Consequently, only local governments may hire, supervise, and pay for school crossing guards. However, it is unfair for cities, villages, towns, and county and district police departments alone to have to shoulder the financial burden of providing school crossing guards, the need for which is directly related to school operations.
This restriction on the ability of school districts to help pay for the expense of crossing guards places an unfair burden on city and village residents for two reasons. First, many school districts do not provide bus service to students living within a certain distance of a school. Thus, those residents living within that area pay school taxes which finance the busing of other students but not theirs. Second, even when schools provide bus service to all of its students, generally the cost of busing students from the densely populated cities and villages is less per student than busing students from the suburban and rural areas of the school district because the buses have to travel more miles per student transported. While busing is clearly an important service provided by school districts, if city and village residents are going to subsidize the busing of students from the suburbs and rural areas outside of the city or village, then the school district should assist in paying the salaries of the crossing guards who protect the safety of those children who walk to school, either because they want to or because the school does not provide busing because they live too close to the school.

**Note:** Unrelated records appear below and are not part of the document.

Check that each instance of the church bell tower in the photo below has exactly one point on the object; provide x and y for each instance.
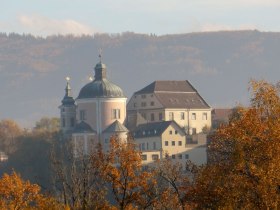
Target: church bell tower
(67, 112)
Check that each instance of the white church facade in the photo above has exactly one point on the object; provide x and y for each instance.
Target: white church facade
(166, 118)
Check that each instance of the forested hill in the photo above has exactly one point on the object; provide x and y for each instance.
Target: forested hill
(218, 64)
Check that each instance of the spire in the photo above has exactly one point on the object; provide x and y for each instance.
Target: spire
(68, 99)
(68, 88)
(100, 55)
(100, 68)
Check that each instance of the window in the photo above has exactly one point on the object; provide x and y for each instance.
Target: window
(63, 122)
(193, 116)
(182, 115)
(155, 157)
(82, 114)
(204, 116)
(116, 114)
(193, 130)
(171, 115)
(144, 157)
(152, 117)
(160, 116)
(144, 115)
(72, 122)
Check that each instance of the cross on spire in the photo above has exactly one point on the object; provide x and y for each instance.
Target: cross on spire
(100, 54)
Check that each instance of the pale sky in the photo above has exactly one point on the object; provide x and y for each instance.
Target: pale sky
(47, 17)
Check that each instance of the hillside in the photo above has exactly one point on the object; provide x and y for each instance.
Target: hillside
(218, 64)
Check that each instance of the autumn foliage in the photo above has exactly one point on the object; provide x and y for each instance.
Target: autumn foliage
(16, 193)
(245, 155)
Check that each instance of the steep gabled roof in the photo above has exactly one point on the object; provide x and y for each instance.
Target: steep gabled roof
(115, 127)
(175, 94)
(83, 127)
(168, 86)
(153, 129)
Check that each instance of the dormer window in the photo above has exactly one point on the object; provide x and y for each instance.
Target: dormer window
(116, 114)
(82, 115)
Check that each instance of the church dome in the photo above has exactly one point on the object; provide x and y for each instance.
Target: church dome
(100, 87)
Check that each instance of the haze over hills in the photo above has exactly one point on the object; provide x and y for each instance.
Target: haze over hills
(218, 64)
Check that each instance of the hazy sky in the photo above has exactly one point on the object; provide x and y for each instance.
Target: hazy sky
(45, 17)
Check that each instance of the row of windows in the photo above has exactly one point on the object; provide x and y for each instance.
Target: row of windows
(144, 104)
(154, 157)
(173, 143)
(179, 156)
(115, 114)
(144, 96)
(171, 116)
(147, 146)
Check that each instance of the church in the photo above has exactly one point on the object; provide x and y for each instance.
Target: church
(166, 118)
(96, 114)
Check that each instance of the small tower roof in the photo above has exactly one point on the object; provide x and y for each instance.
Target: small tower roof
(100, 87)
(68, 99)
(115, 127)
(83, 127)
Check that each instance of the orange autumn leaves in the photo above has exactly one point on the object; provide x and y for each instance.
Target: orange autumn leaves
(16, 193)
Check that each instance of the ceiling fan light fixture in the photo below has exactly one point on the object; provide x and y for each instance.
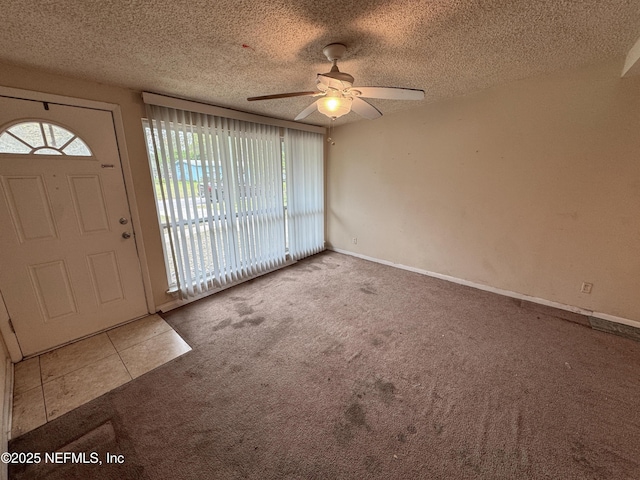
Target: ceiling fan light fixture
(334, 106)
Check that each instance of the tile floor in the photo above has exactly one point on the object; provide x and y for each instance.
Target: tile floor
(56, 382)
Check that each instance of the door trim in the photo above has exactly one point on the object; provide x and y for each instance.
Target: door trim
(116, 114)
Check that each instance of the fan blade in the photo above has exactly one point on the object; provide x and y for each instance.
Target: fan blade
(333, 82)
(364, 108)
(390, 93)
(281, 95)
(307, 111)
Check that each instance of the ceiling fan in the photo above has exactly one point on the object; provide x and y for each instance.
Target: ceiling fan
(338, 96)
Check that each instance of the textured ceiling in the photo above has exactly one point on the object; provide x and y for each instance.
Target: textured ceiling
(223, 51)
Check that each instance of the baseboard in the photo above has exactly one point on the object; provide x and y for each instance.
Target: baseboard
(7, 407)
(499, 291)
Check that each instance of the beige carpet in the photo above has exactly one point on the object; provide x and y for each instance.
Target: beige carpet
(338, 368)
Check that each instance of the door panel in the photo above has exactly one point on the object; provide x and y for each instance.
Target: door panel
(67, 271)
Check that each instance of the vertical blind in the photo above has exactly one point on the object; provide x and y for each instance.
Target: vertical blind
(305, 192)
(220, 194)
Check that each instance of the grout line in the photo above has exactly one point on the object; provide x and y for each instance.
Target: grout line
(79, 368)
(44, 403)
(121, 360)
(143, 340)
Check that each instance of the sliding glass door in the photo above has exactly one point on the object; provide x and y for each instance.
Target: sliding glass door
(220, 190)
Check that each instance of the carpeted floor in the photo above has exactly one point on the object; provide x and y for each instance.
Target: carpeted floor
(338, 368)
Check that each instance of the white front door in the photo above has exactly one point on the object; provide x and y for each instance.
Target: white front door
(69, 264)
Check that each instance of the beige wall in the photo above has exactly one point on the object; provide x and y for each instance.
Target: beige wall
(532, 187)
(132, 112)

The Cost: Although it is unknown exactly how much cities, villages, and towns pay for school crossing guards every year, conservative estimates put the dollar amount well into the millions of dollars. The following are the crossing guards expenses paid by just a handful of New York's local governments in a recent calendar year:
· The Village of Fairport - $22,500.
· The Village of Palmyra - $11,351 (the school does not provide busing transportation to 1st - 5th graders who live within ½ mile of their school or to 6th – 12th graders who live within 1 mile of their school).
· The Village of Lancaster - $51,000 plus $3,900 in FICA costs and $2,000 (on average) in unemployment costs during the time when school is not in session (schools are exempt from this unemployment cost due to their status as having 10-month employees, but municipalities are not exempt, even though crossing guards are needed only when schools are in session).
· The City of Beacon - $80,450 for the crossing guards and an addition $1,373 for highway department coverage and $1,955 for the Police Secretary's administrative services (the school does not provide busing transportation to students who live within 1.5 miles of their school).
· The Village of Garden City - $73,000 (This figure is salary only and does not include the cost to the Village in providing benefits).
· The Village of East Aurora - $26,744.
These five villages and one city spend over $265,000 every year in crossing guard expenses. It is easy to see that applying this figure to all of New York's municipalities results in New York's cities and villages having to shoulder millions of dollars in crossing guard expenses every year.
The Solution: General Municipal Law § 208-a should be amended to allow, but not require, school districts to contribute to crossing guards' salaries. The ability of local governments--cities, villages, towns, counties, and schools--to work together to provide services to their residents and to protect the public's health, safety, and welfare in a cost-effective manner is a key component to controlling property taxes while at the same time providing high-quality services. Thus, it is imperative that the State remove any barriers that impede intermunicipal cooperation.
A bill that would remove this legislative barrier was passed by both the New York State Senate and Assembly in 2008 but was subsequently vetoed by the Governor. Senator Elizabeth Little reintroduced the legislation in the 2009-2010 (S.273) and 2011-2012 (S.6398) legislative sessions.
This amendment to State law will remove this impediment to intermunicipal cooperation. It must be stressed that this legislation does not require schools to contribute to crossing guards' salaries. Rather, it merely allows them to do so if they so desire.